Fuel cells are used as an electrical power source in many applications. In particular, fuel cells are proposed for use in automobiles to replace internal combustion engines. A commonly used fuel cell design uses a solid polymer electrolyte (“SPE”) membrane or proton exchange membrane (“PEM”) to provide ion transport between the anode and cathode.
In proton exchange membrane type fuel cells, hydrogen is supplied to the anode as fuel, and oxygen is supplied to the cathode as the oxidant. The oxygen can either be in pure form (O2) or air (a mixture of O2 and N2). PEM fuel cells typically have a membrane electrode assembly (“MEA”) in which a solid polymer membrane has an anode catalyst on one face, and a cathode catalyst on the opposite face. The anode and cathode layers of a typical PEM fuel cell are formed of porous conductive materials, such as woven graphite, graphitized sheets, or carbon paper to enable the fuel and oxidant to disperse over the surface of the membrane facing the fuel- and oxidant-supply electrodes, respectively. Each electrode has finely divided catalyst particles (for example, platinum particles) supported on carbon particles to promote oxidation of hydrogen at the anode and reduction of oxygen at the cathode. Protons flow from the anode through the ionically conductive polymer membrane to the cathode where they combine with oxygen to form water which is discharged from the cell. The MEA is sandwiched between a pair of porous gas diffusion layers (“GDL”) which, in turn, are sandwiched between a pair of non-porous, electrically conductive elements or plates. The plates function as current collectors for the anode and the cathode, and contain appropriate channels and openings formed therein for distributing the fuel cell's gaseous reactants over the surface of respective anode and cathode catalysts. In order to produce electricity efficiently, the polymer electrolyte membrane of a PEM fuel cell must be thin, chemically stable, proton transmissive, non-electrically conductive and gas impermeable. In typical applications, fuel cells are provided in arrays of many individual fuel cells arranged in stacks in order to provide high levels of electrical power. Although the catalyst layers used in fuel cells work reasonably well, there is a need for improved fuel cell catalyst layers.

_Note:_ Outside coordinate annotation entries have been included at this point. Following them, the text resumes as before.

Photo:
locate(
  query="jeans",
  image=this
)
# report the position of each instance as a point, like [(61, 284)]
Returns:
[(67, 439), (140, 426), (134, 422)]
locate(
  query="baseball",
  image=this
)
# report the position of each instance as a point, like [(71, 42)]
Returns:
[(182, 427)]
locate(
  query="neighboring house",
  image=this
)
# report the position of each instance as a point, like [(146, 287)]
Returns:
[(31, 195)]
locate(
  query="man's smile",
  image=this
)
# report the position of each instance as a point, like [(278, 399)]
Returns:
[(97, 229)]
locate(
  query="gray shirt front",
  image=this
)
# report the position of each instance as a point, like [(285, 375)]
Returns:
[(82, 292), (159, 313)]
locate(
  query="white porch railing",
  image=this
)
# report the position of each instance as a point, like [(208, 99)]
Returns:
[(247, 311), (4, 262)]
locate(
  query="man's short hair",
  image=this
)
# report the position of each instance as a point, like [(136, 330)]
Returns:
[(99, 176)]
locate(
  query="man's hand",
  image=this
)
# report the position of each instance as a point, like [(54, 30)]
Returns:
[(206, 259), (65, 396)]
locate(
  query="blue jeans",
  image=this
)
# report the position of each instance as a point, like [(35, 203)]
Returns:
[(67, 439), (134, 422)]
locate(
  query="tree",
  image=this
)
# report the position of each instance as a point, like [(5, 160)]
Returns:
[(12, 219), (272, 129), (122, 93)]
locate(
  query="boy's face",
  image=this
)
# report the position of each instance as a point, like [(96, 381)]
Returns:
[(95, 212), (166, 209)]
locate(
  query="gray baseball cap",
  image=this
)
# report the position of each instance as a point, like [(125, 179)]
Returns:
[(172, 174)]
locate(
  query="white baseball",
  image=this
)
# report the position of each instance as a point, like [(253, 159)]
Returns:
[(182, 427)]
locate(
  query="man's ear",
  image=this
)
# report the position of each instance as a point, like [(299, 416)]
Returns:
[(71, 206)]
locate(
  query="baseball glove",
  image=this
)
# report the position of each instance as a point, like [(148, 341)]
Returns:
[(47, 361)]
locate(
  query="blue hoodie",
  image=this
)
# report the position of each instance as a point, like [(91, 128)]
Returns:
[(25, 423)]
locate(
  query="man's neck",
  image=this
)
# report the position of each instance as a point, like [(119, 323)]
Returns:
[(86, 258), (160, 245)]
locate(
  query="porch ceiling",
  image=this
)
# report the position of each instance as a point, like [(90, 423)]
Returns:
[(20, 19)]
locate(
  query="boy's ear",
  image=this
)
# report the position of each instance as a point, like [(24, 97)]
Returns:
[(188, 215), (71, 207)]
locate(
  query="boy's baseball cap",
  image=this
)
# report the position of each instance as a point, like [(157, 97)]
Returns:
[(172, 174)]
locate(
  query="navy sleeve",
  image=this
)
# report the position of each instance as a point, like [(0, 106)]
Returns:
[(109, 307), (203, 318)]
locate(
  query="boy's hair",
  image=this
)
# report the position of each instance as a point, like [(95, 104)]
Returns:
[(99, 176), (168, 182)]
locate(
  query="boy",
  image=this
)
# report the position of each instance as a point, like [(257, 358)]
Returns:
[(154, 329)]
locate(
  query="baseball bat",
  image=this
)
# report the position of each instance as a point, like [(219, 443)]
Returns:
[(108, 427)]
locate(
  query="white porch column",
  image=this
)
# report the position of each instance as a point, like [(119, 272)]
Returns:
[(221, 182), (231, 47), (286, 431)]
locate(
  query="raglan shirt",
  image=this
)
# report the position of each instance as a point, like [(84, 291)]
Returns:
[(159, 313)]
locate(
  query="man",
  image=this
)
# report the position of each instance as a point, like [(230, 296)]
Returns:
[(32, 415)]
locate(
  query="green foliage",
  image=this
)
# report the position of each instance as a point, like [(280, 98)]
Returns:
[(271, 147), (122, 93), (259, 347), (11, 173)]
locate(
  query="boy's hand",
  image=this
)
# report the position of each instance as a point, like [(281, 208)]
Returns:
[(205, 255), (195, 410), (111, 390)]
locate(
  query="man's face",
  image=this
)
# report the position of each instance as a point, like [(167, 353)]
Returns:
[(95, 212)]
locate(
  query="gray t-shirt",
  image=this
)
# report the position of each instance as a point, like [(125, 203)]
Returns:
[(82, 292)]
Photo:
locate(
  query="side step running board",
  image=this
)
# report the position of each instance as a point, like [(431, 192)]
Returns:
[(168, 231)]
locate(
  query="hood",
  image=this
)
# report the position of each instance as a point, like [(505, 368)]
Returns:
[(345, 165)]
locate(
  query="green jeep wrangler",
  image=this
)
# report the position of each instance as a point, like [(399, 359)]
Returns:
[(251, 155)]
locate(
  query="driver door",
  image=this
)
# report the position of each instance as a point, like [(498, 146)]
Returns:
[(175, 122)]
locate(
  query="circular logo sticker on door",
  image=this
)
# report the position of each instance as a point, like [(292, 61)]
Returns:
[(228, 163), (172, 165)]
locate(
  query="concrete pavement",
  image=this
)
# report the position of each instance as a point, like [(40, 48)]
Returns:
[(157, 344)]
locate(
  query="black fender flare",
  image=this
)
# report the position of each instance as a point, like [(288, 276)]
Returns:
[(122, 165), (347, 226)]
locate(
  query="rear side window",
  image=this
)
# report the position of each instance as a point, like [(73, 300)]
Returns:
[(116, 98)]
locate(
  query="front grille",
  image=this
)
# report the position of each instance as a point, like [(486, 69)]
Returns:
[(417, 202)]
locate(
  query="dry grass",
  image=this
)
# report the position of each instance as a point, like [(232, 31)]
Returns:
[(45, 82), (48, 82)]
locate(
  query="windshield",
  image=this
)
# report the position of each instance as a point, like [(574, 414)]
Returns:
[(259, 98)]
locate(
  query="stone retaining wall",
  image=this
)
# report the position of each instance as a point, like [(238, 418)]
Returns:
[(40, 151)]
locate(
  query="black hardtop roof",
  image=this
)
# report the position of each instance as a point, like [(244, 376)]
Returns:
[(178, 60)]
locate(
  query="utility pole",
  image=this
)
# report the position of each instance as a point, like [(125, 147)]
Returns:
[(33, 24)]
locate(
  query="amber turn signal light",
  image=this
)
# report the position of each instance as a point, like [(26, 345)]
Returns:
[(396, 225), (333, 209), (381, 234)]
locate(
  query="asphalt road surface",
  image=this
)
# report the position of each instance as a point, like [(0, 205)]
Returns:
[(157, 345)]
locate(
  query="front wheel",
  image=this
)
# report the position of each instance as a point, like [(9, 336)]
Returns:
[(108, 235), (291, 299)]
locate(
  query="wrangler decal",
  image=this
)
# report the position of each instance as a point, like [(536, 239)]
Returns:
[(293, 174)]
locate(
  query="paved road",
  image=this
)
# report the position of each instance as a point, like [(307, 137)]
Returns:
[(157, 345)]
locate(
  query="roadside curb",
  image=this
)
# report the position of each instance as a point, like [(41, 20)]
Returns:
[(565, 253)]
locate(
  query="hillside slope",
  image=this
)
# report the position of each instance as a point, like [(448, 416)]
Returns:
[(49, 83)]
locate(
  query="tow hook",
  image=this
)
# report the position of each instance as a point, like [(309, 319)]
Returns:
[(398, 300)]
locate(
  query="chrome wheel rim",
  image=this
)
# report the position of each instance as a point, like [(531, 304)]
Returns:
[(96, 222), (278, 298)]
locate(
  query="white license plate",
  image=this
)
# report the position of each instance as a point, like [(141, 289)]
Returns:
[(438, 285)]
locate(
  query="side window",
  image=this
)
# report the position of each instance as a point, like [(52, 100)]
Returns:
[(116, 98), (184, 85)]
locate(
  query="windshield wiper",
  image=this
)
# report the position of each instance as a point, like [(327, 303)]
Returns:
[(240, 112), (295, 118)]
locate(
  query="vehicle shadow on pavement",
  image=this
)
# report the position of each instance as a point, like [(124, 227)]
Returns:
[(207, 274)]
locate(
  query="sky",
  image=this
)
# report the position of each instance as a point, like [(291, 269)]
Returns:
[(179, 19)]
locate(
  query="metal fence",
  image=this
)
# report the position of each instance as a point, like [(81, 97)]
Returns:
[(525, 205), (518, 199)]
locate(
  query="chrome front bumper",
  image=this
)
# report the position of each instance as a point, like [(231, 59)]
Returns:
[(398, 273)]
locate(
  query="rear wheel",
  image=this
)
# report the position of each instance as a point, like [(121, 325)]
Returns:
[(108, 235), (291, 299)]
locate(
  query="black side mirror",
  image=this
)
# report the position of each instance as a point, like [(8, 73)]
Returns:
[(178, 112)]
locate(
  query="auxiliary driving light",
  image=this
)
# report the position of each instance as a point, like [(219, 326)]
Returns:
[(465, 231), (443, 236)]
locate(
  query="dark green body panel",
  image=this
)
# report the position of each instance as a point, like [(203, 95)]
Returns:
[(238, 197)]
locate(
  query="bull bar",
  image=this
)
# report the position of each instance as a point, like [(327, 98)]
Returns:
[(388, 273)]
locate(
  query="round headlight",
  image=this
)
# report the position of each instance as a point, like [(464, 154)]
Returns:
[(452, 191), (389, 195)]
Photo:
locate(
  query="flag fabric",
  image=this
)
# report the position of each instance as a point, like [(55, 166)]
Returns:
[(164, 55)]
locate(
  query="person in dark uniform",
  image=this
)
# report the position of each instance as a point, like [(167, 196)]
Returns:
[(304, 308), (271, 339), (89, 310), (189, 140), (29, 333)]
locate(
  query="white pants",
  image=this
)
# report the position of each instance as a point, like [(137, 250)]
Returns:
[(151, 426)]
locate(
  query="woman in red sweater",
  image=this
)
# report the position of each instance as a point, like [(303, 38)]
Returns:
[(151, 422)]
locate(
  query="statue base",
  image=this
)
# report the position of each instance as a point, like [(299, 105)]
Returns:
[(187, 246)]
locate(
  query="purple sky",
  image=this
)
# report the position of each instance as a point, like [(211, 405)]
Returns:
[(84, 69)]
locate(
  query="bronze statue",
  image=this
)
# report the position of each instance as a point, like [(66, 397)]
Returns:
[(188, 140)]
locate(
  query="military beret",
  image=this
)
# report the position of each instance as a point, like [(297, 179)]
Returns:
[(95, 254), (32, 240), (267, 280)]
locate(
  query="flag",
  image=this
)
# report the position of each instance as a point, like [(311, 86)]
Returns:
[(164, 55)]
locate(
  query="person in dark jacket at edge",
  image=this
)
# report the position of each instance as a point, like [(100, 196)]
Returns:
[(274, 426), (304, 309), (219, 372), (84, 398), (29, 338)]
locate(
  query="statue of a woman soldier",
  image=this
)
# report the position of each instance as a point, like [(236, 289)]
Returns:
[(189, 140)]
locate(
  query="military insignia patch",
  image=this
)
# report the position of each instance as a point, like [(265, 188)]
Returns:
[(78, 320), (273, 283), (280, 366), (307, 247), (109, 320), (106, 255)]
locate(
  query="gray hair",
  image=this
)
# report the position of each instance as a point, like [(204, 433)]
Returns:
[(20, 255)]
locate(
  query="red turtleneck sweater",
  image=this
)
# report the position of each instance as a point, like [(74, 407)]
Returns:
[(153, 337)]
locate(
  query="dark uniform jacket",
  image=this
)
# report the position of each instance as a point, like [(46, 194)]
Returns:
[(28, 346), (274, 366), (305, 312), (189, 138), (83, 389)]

Carbon black and carbon nanotubes are preferred support for fuel cell electrocatalysts due to their excellent electronic conductivity, good mechanical and chemical stabilities, and low cost. Catalyst layers typically use platinum and/or a platinum alloy which are made into very fine nanoparticles in order to improve overall activity by enhancing the surface area. However, the inert surface of the carbon makes it very difficult for metal to attach. Nucleation of platinum on carbon surface has proven to be challenging resulting in large platinum particle size and particle migration and agglomeration. Moreover, the high surface energy of platinum makes it very difficult to coat a thin and smooth surface. Scanning electron micrographs illustrate the tendency of these prior art coatings to agglomerate without forming a smooth homogeneous layer. The poor interaction between platinum and carbon surfaces makes it difficult to nucleate and form a uniform film. In particular, due to poor nucleation and layer growth, a relatively high minimum-layer thickness is required in order to ensure electric conduction.
A commercially available nanostructured thin film (NSTF) catalyst is made by sputtering Pt on a self-assembled perylene red dye support. The support is electronically non-conductive, so electron must transport through the coated continuous layer of Pt. On the other hand, this catalyst type is more durable than conventional carbon-supported Pt nanoparticles due to the smooth Pt surface and superior stability of the support. Some of the prior art sputtered films are observed to be non-uniform due to the line of sight nature of the sputtering process.
Accordingly, there is a need for improved materials for forming fuel cell catalyst materials.